A presentation on the apparel experiences and successes of Iowa State 2008 apparel, merchandising and design graduates Jennifer Jones and Beth Haskins was hosted Sunday in Morrill Hall.
Their work is featured in the “By Design: Process-Production-Profession” exhibit available for viewing to the public in the Textiles and Clothing Museum in Morrill Hall.
Jones and Haskins currently utilize their design backgrounds with the production of their individual out of home businesses. Jones works as an embroidery artist, focusing on beaded hand and tambour embroidery alongside her daytime job as a visual merchant. Haskins runs Babes in Stitches, a brand offering hand-knit apparel for infants and children. Haskins’ brand also creates adult lingerie and loungewear.
Both creators said they find their inspiration for their work came from experiences early on in their lives. The women reflected on knitting, crocheting, sewing and beading at young ages, traditions passed on by older generations in their families. They explained how these moments in their lives helped them to find their passions today.
The women shared their business beginnings with Sunday’s audience, providing advice to all aspiring designers. Throughout the event, the idea of starting somewhere and seeing where it goes was greatly encouraged, as starting with a product and building up the business from there will help with the flow of creativity and inspiration.
“You take what you learn in the industry or whatever job you end up in, and you can take that into what you do now,” Jones said. “It’s a similar timeline in a certain sense, but you have more freedom.”
Jones and Haskins said they have discovered inspiration can be found in many different places.
For Jones, she said much of her inspiration comes from her desire to be more on the art side of her creations rather than the ‘crafty’ side, which is how most people think of what she does as.
Jones talked about how thinking outside the box is very important to running a successful business and how it can still be done by observing how other artists are working and where they take their individual styles.
“There’s some really cool stuff out there,” Jones said. “I think, ‘Where would I want to go with this? What would be true to me? What do I like?’ It’s not just doing something that you think would be popular [...] Do what you enjoy the most.”
While staying on top of trends is important to Jones and Haskins, and they hope the work put into their creations is appreciated, the women said they find worrying about popularity is not necessary when it comes to their businesses.
Jones and Haskins said they try to keep in mind the importance of being unique. They advise future designers to avoid creating something if it doesn’t hold much meaning to them, but to do what others aren’t doing instead to create something people haven’t seen before.
In today’s world, one of the key aspects of their successful businesses is social media presence and building relationships both within and outside of social media.
Understanding the algorithms of social media and using connections to learn in different ways is essential to businesses that depend on the internet, but Jones and Haskins said it can be easy to go about utilizing social media in the wrong way.

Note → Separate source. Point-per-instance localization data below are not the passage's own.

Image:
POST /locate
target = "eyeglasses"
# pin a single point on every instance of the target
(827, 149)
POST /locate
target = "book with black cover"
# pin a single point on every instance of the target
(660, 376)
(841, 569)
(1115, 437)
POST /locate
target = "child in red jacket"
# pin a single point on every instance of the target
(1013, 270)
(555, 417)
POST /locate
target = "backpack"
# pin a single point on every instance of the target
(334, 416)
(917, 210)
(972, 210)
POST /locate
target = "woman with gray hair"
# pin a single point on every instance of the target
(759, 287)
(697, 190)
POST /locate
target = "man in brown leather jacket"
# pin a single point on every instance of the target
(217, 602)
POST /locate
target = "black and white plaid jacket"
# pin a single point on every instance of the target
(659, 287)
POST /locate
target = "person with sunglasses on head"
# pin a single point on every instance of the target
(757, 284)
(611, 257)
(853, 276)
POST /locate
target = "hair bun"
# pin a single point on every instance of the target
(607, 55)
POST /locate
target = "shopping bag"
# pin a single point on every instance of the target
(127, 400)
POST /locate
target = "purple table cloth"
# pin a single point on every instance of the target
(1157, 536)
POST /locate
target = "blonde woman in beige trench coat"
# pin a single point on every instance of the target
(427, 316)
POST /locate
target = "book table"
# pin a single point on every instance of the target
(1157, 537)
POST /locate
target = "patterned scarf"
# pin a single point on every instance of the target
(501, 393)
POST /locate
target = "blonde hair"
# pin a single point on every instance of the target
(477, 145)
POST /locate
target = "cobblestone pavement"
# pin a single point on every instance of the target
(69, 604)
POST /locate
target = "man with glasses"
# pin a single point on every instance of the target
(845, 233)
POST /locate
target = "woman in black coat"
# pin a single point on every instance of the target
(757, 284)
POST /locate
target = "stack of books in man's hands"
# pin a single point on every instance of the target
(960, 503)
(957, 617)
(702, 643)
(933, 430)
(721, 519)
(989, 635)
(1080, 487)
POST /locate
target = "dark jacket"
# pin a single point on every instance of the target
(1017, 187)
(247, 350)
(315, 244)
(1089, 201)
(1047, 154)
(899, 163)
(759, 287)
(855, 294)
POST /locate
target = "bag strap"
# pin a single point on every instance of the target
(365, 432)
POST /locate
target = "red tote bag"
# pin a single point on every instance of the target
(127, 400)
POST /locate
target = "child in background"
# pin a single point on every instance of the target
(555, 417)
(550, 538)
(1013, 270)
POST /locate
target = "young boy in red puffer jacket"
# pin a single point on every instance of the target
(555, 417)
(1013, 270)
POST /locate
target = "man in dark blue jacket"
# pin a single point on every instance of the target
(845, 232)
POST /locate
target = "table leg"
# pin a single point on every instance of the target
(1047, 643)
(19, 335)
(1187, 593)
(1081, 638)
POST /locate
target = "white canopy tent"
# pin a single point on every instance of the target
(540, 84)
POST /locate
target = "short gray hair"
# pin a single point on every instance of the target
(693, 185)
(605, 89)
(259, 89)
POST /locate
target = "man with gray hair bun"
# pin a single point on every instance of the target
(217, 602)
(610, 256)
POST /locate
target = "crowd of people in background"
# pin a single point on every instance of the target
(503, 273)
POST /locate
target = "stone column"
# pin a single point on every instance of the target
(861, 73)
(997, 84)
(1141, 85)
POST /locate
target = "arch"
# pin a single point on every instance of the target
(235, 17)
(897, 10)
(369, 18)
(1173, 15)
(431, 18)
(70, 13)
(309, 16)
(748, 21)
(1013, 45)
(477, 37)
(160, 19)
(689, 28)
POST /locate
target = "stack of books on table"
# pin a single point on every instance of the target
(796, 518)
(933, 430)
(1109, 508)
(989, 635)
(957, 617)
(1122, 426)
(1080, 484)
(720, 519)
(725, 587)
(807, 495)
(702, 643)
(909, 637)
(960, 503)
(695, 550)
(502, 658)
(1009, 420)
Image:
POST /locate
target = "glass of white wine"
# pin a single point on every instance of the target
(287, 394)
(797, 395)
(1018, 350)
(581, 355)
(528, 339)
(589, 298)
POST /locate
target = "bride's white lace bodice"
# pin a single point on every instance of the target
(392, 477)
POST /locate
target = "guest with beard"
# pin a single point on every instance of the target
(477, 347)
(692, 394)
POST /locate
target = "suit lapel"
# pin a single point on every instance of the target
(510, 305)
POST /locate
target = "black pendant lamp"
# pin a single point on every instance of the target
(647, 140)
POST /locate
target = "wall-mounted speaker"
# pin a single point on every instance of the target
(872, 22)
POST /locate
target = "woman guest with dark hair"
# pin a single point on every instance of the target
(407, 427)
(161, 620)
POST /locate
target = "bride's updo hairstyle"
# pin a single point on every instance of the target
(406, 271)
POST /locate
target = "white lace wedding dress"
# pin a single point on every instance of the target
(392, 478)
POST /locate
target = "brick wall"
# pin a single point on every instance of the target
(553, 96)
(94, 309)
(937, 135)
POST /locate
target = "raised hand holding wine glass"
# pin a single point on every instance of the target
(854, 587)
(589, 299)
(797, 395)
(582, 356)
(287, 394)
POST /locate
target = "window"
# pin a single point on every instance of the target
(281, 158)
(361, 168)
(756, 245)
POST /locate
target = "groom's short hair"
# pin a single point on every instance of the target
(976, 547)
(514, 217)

The two women said creators should start their platform out slowly and build their way up naturally through friendships and connections rather than focus on gaining numbers quickly, as many businesses go through processes such as buying followers.
It may take longer to grow a business, but Jones and Haskins said the authenticity of naturally growing your social media presence makes it that much more of a personal experience for customers.
Jones and Haskins put importance on having healthy and friendly relationships. They said true engagement and personal friendships help a business to thrive, as they stay in touch with many connections they made years before their businesses were even an idea.
“Relationships are absolutely important. [...]” Haskins said. “One of the professors I went to school with has one of my cutest little models now. You just never know what those relationships could turn into.”
Jones used the example of a former fellow student, who now lives in China and has the assets to help with one of Jones’ upcoming projects.
Both women said they look forward to the future of their businesses and the potential they have. Jones plans on working on her advertisements, making patterns for embroidery available to customers and starting trims for brides. Haskins plans on taking time to discover the direction in which she wishes to take her work compared to what she’s focusing on currently.